Make no mistake: Asta is an original. Each night Crabb offers three tasting menus—three-course ($45), five-course ($70), and eight-course ($95), to which wine pairings may be added. One night, a meal began with a shallow bowl of blanched and buttered peas with goat cheese. Not chèvre, this cheese is made in-house and is unrefined, so it has a clean, custardy texture. It comes with shavings of fermented rutabaga and diced preserved lemon; a purple chive blossom adds a hot nip. The turnip dish features the vegetable quartered and roasted, poached, and even raw (in moon-shaped discs), with a salted-plum vinaigrette, rolled-up, pickled green radish leaves, a cèpe foam, flecks of miso shortbread, and a baby nasturtium flower.

The food may appear fussy, but Crabb, who started working in kitchens as a teenager, lacks pretension. There is enough to eat, but diners leave truly sated because Asta’s inventive aesthetic is so stimulating: it forces people to slow down, take small bites, and enjoy the adventure of figuring out what’s what. “We think that’s fun,” says Parsigian, a former manager at Hi-Rise Bread Company in Cambridge. “Then, when they are curious and excited, they call us over to find out what all the elements are.”

And the onion dish is deceptively complicated.
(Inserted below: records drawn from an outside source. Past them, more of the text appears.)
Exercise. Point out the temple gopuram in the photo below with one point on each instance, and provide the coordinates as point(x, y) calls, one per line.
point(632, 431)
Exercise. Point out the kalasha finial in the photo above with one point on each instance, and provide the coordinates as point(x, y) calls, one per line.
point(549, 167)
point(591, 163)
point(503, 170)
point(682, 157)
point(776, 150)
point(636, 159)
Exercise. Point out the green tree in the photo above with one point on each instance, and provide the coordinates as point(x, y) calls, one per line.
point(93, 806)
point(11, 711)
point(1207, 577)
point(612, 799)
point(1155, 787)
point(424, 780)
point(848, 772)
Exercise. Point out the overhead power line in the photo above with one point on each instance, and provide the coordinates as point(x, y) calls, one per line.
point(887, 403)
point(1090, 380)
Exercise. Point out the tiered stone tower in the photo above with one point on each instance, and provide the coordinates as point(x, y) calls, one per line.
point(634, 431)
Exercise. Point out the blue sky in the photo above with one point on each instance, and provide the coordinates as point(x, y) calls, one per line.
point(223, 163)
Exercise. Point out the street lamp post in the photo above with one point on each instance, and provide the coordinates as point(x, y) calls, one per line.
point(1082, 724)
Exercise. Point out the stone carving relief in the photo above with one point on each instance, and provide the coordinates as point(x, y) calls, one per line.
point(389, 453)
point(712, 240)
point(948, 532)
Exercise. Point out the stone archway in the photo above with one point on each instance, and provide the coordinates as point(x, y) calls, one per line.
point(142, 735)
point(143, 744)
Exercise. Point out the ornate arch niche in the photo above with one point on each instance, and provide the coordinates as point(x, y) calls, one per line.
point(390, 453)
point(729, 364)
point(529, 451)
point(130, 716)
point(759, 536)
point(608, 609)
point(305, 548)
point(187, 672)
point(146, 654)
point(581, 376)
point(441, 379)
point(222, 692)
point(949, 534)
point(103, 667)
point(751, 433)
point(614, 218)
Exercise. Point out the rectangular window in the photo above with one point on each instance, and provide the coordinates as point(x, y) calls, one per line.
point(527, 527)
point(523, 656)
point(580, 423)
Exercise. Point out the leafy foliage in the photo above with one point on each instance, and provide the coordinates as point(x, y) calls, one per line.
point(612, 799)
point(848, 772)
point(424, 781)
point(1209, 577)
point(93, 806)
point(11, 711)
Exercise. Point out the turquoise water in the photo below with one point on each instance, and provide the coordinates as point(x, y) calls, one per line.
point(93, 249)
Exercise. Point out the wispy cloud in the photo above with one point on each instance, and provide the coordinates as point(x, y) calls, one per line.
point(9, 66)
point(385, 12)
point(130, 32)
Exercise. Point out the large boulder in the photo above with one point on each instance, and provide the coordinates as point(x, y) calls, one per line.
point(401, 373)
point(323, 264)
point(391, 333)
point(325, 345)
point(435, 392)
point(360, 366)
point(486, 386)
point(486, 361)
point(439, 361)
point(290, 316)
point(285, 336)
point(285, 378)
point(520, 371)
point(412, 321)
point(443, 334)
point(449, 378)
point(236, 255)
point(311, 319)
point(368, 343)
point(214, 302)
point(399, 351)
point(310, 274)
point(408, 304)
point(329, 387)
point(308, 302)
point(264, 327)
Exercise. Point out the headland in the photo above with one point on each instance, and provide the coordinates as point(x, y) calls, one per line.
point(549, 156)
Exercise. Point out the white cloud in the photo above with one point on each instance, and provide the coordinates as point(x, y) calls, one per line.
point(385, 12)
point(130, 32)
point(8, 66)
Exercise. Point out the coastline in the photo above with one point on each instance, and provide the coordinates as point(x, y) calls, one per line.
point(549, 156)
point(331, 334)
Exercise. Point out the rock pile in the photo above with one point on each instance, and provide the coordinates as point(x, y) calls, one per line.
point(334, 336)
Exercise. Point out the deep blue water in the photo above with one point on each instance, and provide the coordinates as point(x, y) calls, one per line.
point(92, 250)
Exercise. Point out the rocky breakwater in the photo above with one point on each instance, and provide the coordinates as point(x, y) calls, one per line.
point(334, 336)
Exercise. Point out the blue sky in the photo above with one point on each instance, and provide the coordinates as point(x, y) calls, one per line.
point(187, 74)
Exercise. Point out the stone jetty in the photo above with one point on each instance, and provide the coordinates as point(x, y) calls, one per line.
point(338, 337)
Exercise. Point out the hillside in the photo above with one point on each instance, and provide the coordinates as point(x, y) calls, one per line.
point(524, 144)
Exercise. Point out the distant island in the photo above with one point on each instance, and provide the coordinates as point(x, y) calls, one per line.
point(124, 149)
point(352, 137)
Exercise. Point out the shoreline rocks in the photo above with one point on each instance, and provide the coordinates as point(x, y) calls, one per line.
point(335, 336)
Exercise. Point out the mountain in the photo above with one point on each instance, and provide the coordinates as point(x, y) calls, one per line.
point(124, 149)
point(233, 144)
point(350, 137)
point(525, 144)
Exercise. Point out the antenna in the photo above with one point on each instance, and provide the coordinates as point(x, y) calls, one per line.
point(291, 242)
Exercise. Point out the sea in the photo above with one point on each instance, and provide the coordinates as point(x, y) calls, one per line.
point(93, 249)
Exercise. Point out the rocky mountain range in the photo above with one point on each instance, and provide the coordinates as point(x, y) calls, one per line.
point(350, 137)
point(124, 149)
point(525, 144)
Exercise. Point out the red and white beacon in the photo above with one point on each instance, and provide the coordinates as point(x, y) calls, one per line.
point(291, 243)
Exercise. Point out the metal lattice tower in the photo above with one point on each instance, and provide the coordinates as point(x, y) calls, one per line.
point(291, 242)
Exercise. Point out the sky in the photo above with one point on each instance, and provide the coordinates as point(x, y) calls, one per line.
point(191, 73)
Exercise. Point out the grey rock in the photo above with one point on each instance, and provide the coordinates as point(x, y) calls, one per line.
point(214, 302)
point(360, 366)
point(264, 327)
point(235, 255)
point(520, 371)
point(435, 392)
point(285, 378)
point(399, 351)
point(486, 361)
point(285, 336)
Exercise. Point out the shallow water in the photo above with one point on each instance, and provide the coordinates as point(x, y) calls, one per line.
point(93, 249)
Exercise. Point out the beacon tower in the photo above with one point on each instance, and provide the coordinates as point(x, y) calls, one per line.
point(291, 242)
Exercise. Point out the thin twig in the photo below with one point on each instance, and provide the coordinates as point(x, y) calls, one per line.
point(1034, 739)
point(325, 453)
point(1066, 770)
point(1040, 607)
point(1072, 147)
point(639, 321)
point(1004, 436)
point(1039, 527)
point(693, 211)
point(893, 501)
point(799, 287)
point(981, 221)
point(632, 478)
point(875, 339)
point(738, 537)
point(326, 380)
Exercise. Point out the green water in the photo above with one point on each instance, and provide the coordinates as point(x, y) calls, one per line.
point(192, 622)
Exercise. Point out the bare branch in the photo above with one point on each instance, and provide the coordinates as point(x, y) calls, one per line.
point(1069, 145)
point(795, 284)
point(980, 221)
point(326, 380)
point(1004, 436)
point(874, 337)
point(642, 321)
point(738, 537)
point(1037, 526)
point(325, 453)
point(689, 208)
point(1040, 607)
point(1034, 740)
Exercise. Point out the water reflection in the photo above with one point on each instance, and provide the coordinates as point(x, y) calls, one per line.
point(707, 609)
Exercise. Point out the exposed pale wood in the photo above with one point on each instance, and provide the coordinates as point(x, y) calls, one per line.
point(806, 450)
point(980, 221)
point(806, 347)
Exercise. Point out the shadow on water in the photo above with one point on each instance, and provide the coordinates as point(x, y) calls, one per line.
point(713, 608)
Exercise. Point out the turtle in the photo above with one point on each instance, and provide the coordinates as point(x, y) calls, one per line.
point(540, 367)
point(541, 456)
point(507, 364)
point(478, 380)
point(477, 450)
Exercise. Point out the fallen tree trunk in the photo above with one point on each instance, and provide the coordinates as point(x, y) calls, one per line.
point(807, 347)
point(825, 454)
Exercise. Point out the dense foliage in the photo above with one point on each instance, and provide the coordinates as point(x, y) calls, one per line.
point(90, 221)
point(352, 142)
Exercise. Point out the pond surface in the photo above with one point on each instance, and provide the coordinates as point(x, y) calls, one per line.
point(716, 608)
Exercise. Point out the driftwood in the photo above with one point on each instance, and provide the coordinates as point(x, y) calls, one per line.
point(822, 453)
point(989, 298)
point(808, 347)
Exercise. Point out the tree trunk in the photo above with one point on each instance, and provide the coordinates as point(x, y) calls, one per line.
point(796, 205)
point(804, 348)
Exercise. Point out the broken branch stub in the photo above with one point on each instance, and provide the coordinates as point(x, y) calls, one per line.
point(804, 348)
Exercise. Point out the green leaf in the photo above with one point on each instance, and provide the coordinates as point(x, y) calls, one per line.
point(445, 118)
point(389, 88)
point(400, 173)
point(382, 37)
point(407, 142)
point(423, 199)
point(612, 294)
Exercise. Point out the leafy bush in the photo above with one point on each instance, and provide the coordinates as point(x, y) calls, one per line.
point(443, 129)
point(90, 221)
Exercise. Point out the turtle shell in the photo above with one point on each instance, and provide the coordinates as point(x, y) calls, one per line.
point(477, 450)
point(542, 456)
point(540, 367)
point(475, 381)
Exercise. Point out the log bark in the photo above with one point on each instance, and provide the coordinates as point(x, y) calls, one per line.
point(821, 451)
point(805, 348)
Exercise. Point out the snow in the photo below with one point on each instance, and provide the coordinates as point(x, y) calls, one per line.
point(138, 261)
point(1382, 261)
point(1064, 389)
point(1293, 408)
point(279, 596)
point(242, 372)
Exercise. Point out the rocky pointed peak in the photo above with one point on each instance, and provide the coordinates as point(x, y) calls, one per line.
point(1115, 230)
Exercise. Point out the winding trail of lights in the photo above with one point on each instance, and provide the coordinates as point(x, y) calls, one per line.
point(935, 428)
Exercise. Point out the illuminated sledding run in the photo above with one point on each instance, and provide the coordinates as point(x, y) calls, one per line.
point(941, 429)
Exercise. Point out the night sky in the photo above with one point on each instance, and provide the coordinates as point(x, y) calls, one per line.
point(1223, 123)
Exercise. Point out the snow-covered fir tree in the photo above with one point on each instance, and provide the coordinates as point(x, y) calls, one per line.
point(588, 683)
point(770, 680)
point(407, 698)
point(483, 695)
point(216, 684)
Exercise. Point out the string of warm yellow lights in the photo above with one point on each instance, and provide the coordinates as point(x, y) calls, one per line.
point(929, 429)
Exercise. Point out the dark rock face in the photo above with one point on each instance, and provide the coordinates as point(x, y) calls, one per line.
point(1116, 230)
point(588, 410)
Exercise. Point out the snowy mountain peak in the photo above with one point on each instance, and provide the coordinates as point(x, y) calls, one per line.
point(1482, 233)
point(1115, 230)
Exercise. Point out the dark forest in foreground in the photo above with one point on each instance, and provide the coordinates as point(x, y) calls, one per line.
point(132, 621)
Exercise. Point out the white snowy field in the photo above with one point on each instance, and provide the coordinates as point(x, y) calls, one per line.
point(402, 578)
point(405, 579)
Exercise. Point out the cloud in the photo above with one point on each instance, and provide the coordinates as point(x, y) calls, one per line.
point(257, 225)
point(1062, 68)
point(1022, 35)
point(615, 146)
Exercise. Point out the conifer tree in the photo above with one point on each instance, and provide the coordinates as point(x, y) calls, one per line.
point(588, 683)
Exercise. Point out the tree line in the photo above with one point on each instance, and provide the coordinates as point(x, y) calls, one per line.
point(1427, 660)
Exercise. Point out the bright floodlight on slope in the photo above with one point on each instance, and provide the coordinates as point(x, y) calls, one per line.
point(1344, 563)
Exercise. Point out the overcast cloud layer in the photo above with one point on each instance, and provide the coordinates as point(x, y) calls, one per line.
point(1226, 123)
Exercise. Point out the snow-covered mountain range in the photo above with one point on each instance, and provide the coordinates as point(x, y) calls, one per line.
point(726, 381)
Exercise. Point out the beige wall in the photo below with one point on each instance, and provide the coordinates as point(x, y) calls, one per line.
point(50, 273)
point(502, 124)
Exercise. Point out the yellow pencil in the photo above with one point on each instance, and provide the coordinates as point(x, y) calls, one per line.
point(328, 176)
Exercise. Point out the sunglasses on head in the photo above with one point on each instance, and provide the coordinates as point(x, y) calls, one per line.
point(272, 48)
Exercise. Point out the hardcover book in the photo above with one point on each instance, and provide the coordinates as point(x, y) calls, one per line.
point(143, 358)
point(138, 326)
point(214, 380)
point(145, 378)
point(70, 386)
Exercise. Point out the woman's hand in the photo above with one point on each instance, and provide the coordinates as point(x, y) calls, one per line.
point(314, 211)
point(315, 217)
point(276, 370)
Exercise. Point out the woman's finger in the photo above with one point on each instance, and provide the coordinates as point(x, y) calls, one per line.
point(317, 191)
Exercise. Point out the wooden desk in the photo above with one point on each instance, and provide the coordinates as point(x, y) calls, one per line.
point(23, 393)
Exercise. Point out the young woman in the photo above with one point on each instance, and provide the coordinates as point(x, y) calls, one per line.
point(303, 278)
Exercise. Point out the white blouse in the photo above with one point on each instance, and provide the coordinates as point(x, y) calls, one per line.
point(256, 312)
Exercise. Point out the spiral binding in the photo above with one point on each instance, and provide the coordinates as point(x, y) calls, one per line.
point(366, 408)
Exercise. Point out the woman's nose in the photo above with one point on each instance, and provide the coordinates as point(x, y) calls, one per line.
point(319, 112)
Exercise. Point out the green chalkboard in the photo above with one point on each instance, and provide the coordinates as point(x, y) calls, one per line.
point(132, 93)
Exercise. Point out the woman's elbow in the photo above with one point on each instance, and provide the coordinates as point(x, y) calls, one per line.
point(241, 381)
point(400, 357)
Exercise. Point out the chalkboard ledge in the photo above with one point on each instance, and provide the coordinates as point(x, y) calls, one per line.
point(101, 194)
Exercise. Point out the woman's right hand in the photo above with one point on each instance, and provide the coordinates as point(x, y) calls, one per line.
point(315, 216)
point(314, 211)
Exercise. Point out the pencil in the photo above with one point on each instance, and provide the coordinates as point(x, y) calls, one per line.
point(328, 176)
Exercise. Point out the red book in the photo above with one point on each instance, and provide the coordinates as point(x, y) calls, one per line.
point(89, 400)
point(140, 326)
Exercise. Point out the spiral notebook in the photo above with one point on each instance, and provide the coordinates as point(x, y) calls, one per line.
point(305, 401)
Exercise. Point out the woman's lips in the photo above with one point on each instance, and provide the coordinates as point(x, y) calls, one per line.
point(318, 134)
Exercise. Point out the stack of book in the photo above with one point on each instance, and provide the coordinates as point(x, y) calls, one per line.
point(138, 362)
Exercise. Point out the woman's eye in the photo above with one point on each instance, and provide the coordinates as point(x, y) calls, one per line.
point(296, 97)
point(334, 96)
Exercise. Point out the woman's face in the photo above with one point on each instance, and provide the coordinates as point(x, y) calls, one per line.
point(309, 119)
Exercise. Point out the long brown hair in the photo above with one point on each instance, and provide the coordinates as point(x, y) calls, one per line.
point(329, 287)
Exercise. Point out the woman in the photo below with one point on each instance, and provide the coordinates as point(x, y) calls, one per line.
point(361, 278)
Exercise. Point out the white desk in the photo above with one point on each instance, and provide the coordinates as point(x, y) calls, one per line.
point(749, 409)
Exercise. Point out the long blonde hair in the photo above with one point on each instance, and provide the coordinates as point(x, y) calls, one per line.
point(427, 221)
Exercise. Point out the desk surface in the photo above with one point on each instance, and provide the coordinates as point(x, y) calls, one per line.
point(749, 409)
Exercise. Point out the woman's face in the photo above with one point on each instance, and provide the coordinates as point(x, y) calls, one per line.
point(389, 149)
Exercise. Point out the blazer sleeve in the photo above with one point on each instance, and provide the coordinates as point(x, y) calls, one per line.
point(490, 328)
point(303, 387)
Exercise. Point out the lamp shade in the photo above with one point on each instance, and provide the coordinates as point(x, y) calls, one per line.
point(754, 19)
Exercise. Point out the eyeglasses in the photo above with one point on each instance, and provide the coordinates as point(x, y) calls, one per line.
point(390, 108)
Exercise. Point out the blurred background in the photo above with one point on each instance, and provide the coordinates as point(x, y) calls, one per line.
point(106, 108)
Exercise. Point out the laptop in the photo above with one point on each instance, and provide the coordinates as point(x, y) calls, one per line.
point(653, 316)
Crabb starts with a sweet roasted spring Vidalia for drama, then adds the “green unctuousness” of a poached scallion, with its “slimy chewiness.” Petals of pickled pearl onions are placed on the plate with tweezers, then splashed with balsamic vinegar; another yellow dollop turns out to be “onion that has been cooked down with buttermilk whey and a little champagne vinegar,” he reports. The black drizzles are burnt-onion oil—a bitter contrast to the dish’s last touch: a luxurious spoonful of beer-and-cheddar purée.

Among the onions is a nest of twiggy, crispy beef—because Crabb often treats protein as a condiment. In this case, the fibers of a rib-eye steak cooked with wine are pulled apart, slow-fried, then seasoned. “It’s not a beef dish,” Parsigian tells patrons, “it’s an onion dish.” Almost every dish is just as carefully composed, although Crabb says the inspiration for the onion plate’s “look” came one day when he saw wasted bits of fresh greens lying “in a nice circular pattern” around the sink drain.

When served, the ingredients form a crescent shape along the side of the plate. “And we will get the jokesters who say, ‘Where’s the rest of the food? Why is it all over there?’ ” reports Crabb. For him, it’s obvious: “Because the negative space on the plate helps you focus on what’s there.”

That also explains why he cooks. Growing up in Michigan, he struggled with attention-deficit issues, and still does. But in the extreme chaos of commercial kitchens, Crabb found solace. His seemingly opposite traits—a sharp, kinetic intensity and the ability to shift quickly among diverse tasks—enabled him to thrive. “When I was 16 or 17, I was making omelets at a breakfast place,” he says, “and those two-and-a-half hours of service were the only time my teenage mind was quiet. And it was so nice.”